Table 2 Model selected for the MME analysis over AS, BoB, SCI, and NIO. Models used for MME are good in representing of BSISO and its associated air-sea interactions

Fig. 15

MME lag-latitude (left panel) regressed filtered precipitation anomalies (shaded; mm/day) and 850 hPa zonal wind anomalies (positive in blue and negative in black contours; m/s) over AS (63°E - 73°E, 10^oS - 30^oN; a, BoB (85°E - 95°E, 10^oS - 30^oN; c, and SCI (74°E - 84°E, 10^oN - 30^oN; e. Lead-lag cross-correlation (right panel) of MME of precipitation, SST, U850, LHF, and DSSR over AS (63°E - 73°E, 5^oN - 20^oN; b, BoB (85°E - 95°E, 5^oN - 20^oN; d, SCI (74°E - 84°E, 5^oN - 30^oN; f, and NIO (60°E - 100°E, Equator - 30^oN; g

Fig. 16

Same as Fig.15 but for MME of poor models

5 Conclusions

The ISM displays strong ISV, manifest as northward propagating convection anomalies from the equatorial Indian Ocean to the foothills of Himalayas. In the present study, the evaluation of BSISO and its associated exchange of air-sea fluxes at the air-sea interface are analyzed in the 25 (1980–2005) year climate simulations of 22 CMIP5 model outputs (historical runs) were compared with the observations. A set of evaluation metrics were developed and used to assess the representation of summer mean state, northward propagation of BSISO and its associated air-sea interactions over AS, BoB and SCI during ISM season on intraseasonal time scales. The majority of the models are underestimating the LHF over the subcontinent of India and overestimates the southern equatorial Indian Ocean. Similarly, most of the models are underestimating the precipitation over BoB, east equatorial Indian Ocean, and overestimates the precipitation over the west equatorial Indian Ocean. High dry biases are found in the MIROC group of models. Comparisons of mean state features with northward propagation of BSISO are presented in Table 3. That model which fails to simulate/underestimate the mean state can degrade the northward propagation of BSISO. Findings are consistent with the Klingaman and DeMott (2020), in coupled models large biases in mean state can degrade/inhibit the propagation of ISO.

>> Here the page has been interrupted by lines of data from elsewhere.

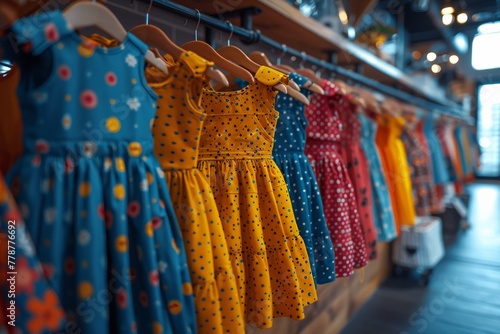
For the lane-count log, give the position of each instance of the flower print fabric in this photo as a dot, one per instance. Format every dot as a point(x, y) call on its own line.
point(11, 126)
point(357, 166)
point(337, 191)
point(89, 187)
point(268, 255)
point(383, 215)
point(176, 131)
point(37, 306)
point(288, 153)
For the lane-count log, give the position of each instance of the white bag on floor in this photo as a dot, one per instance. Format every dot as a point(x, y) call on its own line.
point(419, 246)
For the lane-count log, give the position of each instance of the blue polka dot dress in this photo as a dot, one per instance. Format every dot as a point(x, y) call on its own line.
point(89, 187)
point(288, 153)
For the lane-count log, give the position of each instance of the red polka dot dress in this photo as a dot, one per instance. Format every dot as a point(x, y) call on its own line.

Table 3 Performance of CMIP5 models in simulating the climatological means, northward propagation of BSISO, and air-sea interactions over the regions

The northward propagating BSISO plays an essential role in modulating the onset, active and break spell of the monsoon. Lead/Lag regression analysis is used to evaluate the propagation features of BSISO. Large discrepancies were observed in the models depiction of the northward propagating precipitation, U850, LHF, SST and DSSR anomalies. Over the Indian Ocean, proper representation of surface turbulent fluxes in the coupled models can simulate the realistic intraseasonal convection (DeMott et al. 2014). In the present study, the models (e.g. GFDL CM3, GFDL ESM 2G) which show represent northward propagation of air-sea fluxes and phase-relationships could simulate the BSISO reasonably. Most of the models replicate the northward propagation convection with strong biases over AS, BoB and SCI, however the majority of the models unable to represent the LHF anomalies associated with precipitation and U850 (Fig. 7). Few models (e. g. CMCC-CMS, GFDL-CM3, and MIROC5) show the realistic northward propagations over Indian regions. Most of the models produce insufficient amplitude to capture the northward propagation of convection beyond 20^oN.

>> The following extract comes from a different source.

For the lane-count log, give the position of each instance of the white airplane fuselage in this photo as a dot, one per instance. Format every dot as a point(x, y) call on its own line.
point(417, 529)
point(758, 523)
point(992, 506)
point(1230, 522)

The performance of CMIP5 models in simulating the climatological means, northward propagation and air-sea interactions phase relationship over AS, BoB, SCI and entire region are presented in Table 3. The performance of the models is evaluated based on the following criterion i.e. pattern correlation >0.7, normalized standard deviation from 0.5 to 1.5, and root mean square error < 1 (S13). Models which represented the realistic climatological means of precipitation, SST, 850 hPa winds and, LHF are performed reasonable well for the northward propagation of convection, SST, winds and air-sea fluxes viz. CMCC-CESM, GFDL-CM3, GFDL-ESM2G and MIROC5. However, these models are insufficient to represent realistic amplitude of northward propagation, which can be attributed due to the improper phase-relationship of the air-sea interactions especially over the BoB. Findings from the present study are consistent with the observational analysis of Gao et al. (2019).

The local air-sea interactions play an essential role during intraseasonal propagation of precipitation (Woolnough et al. 2000; Sengupta et al. 2001; Zhang et al. 2018; Yang et al. 2019a, b). The point-wise Lead/Lag cross-correlation analysis has been used to analyze the representation of local air-sea relationships in the observations and 22 CMIP5 models, utilizing the air-sea variables. Significant correlations are found between SST and precipitation. This relationship shows the quick (slow) response from Ocean to Atmosphere over AS (BoB) with SST leads precipitation by 5 (12) days in the observations, whereas, CMIP5 models show the slow (quick) response from Ocean to Atmosphere over AS (BoB). Similarly, significant correlations are found between SST and DSSR, when the DSSR leads SST by 8 (2) days over AS (BoB). The majority of the CMIP5 models show the slow response from Atmosphere to Ocean over the AS and BoB. By analysing the different aspects of the air-sea variable, it is found that CMCC, GFDL group of models and MIROC5 models are able to represent the air-sea interaction on intraseasonal time scales; however, MIROC-ESM model show large uncertainty representing the air-sea interactions. The MME (Fig. 15) represents the near realistic northward propagation of convection and its associated U850 anomalies over AS, BoB, and SCI. Most of the CMIP5 models resemble in-phase relationship between DSSR and PRCP. MME insufficient to represents the relation between precipitation and LHF over AS and SCI; however it shows the in-phase relationship over BoB and NIO. MME (Fig. 15) well represented the in-phase relationship of air-sea fluxes over NIO. Poor MME (PMME) lag-latitude regression and air-sea phase relationship are shown in Fig. 16; results reveal clear differences between MME and PMME. Many recent studies were identified the increase of the seasonal mean ISM rainfall in the future climate (Sharmila et al. 2014b; Lee and Wang 2014; Jayasankar et al. 2015; Kadel et al. 2018; Yang et al. 2019a, b). The accurate representation of air-sea fluxes, Ocean and Atmospheric processes in the models is necessary to predict the future climate more realistically.